A couple of trends are driving this. Banking policy is making the market attractive for property investors, so there's less competition. Additionally, new first home buyer incentives in New South Wales and Victoria have eased the pressure in two of the hottest markets.
But if you're still struggling to get your foot onto the property ladder, don't lose heart. Here are a few tips to consider as you look towards 2018 and set some financial goals.
Advice: good advice is still the best starting place for a first home owner. Find a mortgage broker - or another trusted expert - and understand the basics of what you're aiming for, including mortgage repayments, deposit size, your household budget and government grants. Understand all your options.
Deposit: most first home buyers have to save. The best way is to set a goal, open a designated high-interest saving account, and make regular contributions to it. The best savers are also budgeters - they construct household finances around the savings goal. Be positive about saving: the greater your deposit, the greater your choices.
Servicing: the lender takes your income and living expenses, and determines the maximum mortgage repayments you can make. In the past, you could often estimate your household expenses - now, lenders want evidence of your spending patterns. So, you need to get serious about sticking to your budget, well ahead of applying for a loan.
Credit: first home buyers should beware of saving for a deposit while also using credit cards. Those cards count against your serviceability (the limit, not the balance) and missed payments can affect credit scores. In the lead-up to your application, pay off debt, reduce your credit limit and make all payments on time.
Rent-vesting: OK, so you can't buy where you want to live? Instead, buy an affordable investment property, and rent in the postcode you want. The deposit and repayments will be lower for a cheaper property, and you'll be into the property market with a tenant helping with mortgage repayments.
Family guarantee: if saving a deposit is the major impediment to buying a home, think about the family options. Family members can give you the money, as long as it doesn't have to be repaid; a family member with property can go guarantor on the loan, meaning their property can act as security; a family member can be a co-borrower, in which the loan is jointly re-paid.

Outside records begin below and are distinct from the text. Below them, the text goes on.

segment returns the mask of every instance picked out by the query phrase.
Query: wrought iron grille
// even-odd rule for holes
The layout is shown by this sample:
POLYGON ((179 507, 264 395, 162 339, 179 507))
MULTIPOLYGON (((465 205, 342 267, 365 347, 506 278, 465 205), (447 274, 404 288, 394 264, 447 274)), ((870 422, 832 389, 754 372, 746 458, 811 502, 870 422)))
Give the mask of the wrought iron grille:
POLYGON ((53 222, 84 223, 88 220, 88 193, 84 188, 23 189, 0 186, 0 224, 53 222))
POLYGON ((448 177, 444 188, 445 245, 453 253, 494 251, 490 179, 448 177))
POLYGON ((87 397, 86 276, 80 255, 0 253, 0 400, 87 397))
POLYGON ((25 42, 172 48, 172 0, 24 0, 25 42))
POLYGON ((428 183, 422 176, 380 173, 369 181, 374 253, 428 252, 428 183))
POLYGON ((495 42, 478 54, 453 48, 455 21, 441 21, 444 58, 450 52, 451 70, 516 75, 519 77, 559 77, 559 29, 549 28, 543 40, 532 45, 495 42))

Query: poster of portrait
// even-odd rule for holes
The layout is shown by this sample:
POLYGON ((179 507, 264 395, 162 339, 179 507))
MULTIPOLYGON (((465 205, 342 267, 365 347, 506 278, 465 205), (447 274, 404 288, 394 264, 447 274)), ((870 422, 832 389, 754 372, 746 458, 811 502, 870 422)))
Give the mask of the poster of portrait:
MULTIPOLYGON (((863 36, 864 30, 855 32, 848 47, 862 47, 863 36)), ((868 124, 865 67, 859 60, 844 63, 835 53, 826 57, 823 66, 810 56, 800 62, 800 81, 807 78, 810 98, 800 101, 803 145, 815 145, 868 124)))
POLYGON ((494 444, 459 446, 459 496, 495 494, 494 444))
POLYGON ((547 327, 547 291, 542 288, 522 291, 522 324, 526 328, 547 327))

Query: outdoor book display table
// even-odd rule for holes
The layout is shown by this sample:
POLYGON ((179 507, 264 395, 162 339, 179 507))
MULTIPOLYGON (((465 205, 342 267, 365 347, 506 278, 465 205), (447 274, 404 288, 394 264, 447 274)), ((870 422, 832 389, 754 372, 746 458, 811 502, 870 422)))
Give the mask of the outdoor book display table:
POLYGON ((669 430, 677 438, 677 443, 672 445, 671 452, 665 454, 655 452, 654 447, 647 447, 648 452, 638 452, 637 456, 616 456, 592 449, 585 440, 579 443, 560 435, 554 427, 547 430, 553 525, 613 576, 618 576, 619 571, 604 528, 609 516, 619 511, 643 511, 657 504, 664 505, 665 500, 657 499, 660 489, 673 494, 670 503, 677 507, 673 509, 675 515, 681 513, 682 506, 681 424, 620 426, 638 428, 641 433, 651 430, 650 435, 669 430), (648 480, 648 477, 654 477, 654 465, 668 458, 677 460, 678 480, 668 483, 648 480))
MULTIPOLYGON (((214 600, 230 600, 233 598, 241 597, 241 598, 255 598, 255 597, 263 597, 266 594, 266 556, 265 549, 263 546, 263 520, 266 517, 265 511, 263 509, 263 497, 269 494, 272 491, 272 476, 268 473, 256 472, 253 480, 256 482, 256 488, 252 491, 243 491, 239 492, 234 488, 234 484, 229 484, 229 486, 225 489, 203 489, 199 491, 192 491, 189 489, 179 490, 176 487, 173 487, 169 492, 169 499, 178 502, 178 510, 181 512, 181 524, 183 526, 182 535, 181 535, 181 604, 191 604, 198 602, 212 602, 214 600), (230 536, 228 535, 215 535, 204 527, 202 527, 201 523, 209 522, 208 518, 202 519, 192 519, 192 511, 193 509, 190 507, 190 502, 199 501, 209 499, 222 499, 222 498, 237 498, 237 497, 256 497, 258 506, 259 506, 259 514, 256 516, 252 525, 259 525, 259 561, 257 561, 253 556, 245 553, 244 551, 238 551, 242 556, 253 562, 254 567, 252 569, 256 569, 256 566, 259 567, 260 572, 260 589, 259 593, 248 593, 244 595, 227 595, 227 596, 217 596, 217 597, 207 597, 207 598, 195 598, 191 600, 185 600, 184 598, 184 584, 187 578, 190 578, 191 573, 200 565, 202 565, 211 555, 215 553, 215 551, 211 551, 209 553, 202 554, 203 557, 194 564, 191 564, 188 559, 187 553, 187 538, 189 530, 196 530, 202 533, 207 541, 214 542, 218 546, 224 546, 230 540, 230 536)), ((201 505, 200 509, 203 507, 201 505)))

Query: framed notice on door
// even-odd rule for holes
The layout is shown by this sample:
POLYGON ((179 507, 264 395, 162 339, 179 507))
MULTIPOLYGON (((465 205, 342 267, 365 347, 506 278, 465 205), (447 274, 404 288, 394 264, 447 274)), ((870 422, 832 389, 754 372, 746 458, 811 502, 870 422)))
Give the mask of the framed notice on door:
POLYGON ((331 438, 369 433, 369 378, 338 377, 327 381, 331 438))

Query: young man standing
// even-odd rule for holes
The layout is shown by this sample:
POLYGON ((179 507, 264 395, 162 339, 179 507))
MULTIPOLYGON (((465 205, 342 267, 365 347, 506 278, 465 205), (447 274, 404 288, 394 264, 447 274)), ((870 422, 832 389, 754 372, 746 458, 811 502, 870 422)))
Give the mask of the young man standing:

In the end, everyone who buys property finds it hard and time-consuming. Your challenge is new but not unique. The best you can do is be well-researched, well-advised and well-prepared.
And always remember, with property you're playing a long game. It's an asset that gives you security, a place to live and wealth-creation opportunities over your lifetime.
So don't be demoralised: saving for a deposit might take a few years, but the benefits last for decades.
Mark Bouris is executive chairman of Yellow Brick Road.